Teachers Design Multi-Week Olympic Curriculum to Spark Student Creativity

From Physics to History it all was taught with an Olympic theme

NBCUniversal, Inc.

Teachers at St. Mark Catholic School in Plano devoted several days of class time to the Olympics, using a creative curriculum to keep students engaged in subjects that can sometimes be difficult.

"They had to create a bobsled run and a bobsled," said Cathy Pantuso, Science teacher, "It had to be three meters long and had to have three curves."

Pantuso let the kids play with solo cups, tape and hot glue guns with an ulterior motive. 

"We bring in our velocity, math, acceleration, and friction and gravity," said Pantuso.

Their physics lessons proved valuable.

"We want to get the best velocity without making it fly out of the track and also get it so stay up and all that combined together is really difficult to do," said Mason Hoak.

He and his team were doing the math, getting everything to precise perfection. They had one of the best-looking bobsleds.

Ethan, Esther, and Courtney tried a different approach.

"Everyone was doubting us in the beginning but we got it," said student Courtney Osong who confessed her team's project looked messy.

In the end, it worked and even more importantly they knew the science of why! 

The Olympic curriculum wasn't just in science class though.

Classes across St. Mark's adopted an Olympic theme.

Diyah Cham, student, spent her English class in an escape room. She had to use her literary and problem-solving skills to track down a lost Olympic torch.

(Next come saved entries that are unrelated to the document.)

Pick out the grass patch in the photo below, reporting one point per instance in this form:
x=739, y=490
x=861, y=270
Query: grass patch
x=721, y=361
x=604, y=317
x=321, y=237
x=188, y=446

"This is much more effective than making students write a five-paragraph essay on the Olympics because then most kids will do it because you have to do it but when you do an escape room it makes it fun and it usually sticks more," said Cham.

The school also brought in North Texas natives who were former Olympians to speak about the hard work that goes into the competition and how it helped them not just in the Olympics but in life.

Gold medals were earned in these classrooms for the student's success and the teachers' creativity to put it to the test.